Сент-Ив - страница 10



– Ничего с ним нельзя сделать! – кричал он. – Чистый язычник! Надо бы найти его оружие!

Но оружия уже не существовало; только в желобе замка валялась просмоленная бечевка, да куски палок лежали в укромном уголке, а утром можно было видеть, как, наслаждаясь свежим воздухом, щеголь-пленник подстригал ножницами свои ногти.
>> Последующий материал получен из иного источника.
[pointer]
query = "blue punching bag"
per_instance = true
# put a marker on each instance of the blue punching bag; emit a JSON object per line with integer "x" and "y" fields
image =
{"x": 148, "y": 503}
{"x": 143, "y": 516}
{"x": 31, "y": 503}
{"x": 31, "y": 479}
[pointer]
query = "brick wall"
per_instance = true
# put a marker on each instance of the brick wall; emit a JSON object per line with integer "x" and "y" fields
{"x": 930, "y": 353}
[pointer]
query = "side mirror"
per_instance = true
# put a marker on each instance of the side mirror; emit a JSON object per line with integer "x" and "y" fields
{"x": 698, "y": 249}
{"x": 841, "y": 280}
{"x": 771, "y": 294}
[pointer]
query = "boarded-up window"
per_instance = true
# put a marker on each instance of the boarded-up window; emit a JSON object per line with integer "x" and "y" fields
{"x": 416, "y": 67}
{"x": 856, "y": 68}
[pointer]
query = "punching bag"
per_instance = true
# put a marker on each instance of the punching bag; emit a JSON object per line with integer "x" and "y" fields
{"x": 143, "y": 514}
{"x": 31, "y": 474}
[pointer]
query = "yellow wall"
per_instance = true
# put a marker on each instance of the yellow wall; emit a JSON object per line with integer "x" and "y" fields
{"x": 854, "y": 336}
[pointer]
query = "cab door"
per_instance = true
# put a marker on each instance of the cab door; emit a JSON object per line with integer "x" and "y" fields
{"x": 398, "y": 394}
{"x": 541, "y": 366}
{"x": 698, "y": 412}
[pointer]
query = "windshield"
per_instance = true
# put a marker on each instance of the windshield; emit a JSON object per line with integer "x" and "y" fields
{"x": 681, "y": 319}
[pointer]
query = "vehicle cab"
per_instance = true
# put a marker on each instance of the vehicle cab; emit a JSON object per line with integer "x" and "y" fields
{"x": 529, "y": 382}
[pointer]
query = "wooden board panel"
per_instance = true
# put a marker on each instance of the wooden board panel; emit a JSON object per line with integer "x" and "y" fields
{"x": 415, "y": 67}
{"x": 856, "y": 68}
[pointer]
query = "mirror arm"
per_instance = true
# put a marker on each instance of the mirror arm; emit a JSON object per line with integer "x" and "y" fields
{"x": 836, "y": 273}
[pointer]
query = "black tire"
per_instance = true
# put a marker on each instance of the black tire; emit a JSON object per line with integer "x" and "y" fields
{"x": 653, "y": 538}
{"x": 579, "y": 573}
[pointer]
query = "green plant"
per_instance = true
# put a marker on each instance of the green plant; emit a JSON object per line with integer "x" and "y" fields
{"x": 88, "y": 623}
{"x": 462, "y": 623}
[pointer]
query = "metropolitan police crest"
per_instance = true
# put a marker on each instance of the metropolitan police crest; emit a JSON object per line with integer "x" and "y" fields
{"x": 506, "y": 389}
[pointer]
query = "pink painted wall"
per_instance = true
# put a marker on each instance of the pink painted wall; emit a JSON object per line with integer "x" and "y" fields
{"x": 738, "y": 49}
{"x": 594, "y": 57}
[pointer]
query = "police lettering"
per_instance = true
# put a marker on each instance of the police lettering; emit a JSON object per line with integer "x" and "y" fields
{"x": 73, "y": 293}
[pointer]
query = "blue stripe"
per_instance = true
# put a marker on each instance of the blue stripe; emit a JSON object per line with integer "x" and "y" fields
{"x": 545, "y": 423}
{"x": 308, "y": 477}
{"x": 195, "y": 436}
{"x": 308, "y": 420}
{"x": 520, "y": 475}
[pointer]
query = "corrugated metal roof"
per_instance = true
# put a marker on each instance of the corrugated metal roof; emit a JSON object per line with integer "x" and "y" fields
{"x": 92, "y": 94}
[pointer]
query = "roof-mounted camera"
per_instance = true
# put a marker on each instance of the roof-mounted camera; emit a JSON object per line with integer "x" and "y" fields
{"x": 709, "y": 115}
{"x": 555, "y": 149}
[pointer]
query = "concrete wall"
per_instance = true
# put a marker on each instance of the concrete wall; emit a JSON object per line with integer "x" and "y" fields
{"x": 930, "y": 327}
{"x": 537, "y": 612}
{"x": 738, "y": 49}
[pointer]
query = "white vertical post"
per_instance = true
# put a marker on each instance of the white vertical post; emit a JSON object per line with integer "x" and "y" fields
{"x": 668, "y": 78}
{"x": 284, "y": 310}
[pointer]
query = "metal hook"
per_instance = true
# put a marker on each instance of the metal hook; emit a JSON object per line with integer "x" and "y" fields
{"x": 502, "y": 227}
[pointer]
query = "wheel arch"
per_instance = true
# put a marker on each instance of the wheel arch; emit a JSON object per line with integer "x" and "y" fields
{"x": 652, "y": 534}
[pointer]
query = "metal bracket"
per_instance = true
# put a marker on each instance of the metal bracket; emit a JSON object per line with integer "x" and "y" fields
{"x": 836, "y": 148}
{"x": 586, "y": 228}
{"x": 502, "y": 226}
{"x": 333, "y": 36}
Увидав, что раненый непоколебимо тверд, власти обратились к нам. Перевернули все до последнего камня. Нас множество раз призывали к допросу, то поодиночке, то по двое, то по трое. Нам грозили невозможными жестокостями, соблазняли невероятными наградами. Кажется, меня допрашивали раз пять, и я каждый раз возвращался назад, чувствуя, что с моего лица сбежали все краски. Я, как старик Суворов, не допускаю, чтобы вопрос мог поставить солдата в тупик; мне кажется, воин должен отвечать так же, как идет в огонь – весело и не задумываясь. Часто мне недоставало хлеба, золота, и т. д., но у меня всегда находился готовый ответ. Может быть, мои товарищи не могли говорить с такой свободой, зато у них было не меньше твердости и упорства, чем у меня. Я могу сказать, что это следствие не привело ни к чему, что смерть Гогелы осталась тюремной тайной. Таковы-то французские ветераны! Однако я не буду лукавить и замечу, что совершенно особые обстоятельства сопровождали то, что происходило; может быть, при обыкновенных условиях кто-нибудь из пленников запнулся бы, или, вследствие запугивания, проговорился бы. Между нами существовали узы, связывавшие нас гораздо теснее, нежели те, которые обыкновенно соединяют товарищей: все мы хранили одну общую тайну, все питали одинаковое намерение. Нечего даже спрашивать, какого рода тайна, какого рода намерения занимали нас: только одни желания, один род стремлений и расцветают в тюрьмах. Наш подкоп был почти готов, и это поддерживало и вдохновляло нас.

Когда допрос кончился, я, как уже было сказано, чувствовал, что на моем лице то вспыхивает, то пропадает румянец. Следственные заседания остались позади, исчезли в прошлом, точно звук, которого никто не слушает, а между тем с меня сорвали маску (с меня, которого так хорошо защищал мой противник!), и сняли таким окончательным образом, точно я сам признался во всем, точно я рассказал о причине нашей ссоры с Гогелой. Это обстоятельство подготовило для меня в будущем очень тревожное, неприятное приключение. На третье утро после дуэли, когда Гогела был еще жив, мне пришлось идти давать урок майору Чевениксу. Я любил это занятие не потому, что оно давало мне большой доход (майор платил мне всего восемнадцать пенсов в месяц: он был в глубине души скрягой), но мне нравились завтраки Чевеникса и, до известной степени, он сам. Майор был, по крайней мере, воспитанным человеком; а те люди, с которыми мне случалось говорить, – если не держали книг ногами вверх, то вырывали из них листки, чтобы раскуривать свои трубки. Я должен повторить, что состав наших пленников был исключительным. В Эдинбургском замке узникам не старались дать образования, как это делалось в некоторых других тюрьмах, из которых люди, вошедшие в них безграмотными, выходили на свободу способными занять высокие должности. Лицо Чевеникса с правильными чертами и светлыми серыми глазами было очень красиво; майор казался поразительно молодым для своего чина. В его наружности никто не мог бы подметить какого-нибудь недостатка, а между тем общий его вид производил неприятное впечатление. Может быть, Чевеникс поражал уж чересчур большой опрятностью; казалось, что он повсюду вносил с собою запах мыла. Опрятность вещь хорошая, но я не выношу, когда мне кажется, будто у человека ногти покрыты лаком. Кроме того, Чевеникс, конечно, был слишком сдержан и холоден. В этом молодом офицере никогда не проглядывала военная живость. От его доброты веяло холодом, страшным холодом. Рассуждения Чевеникса могли вывести из себя. Может быть, благодаря его характеру, составлявшему полную противоположность моей натуре, я, даже когда он был мне нужен, держался с ним очень сдержанно.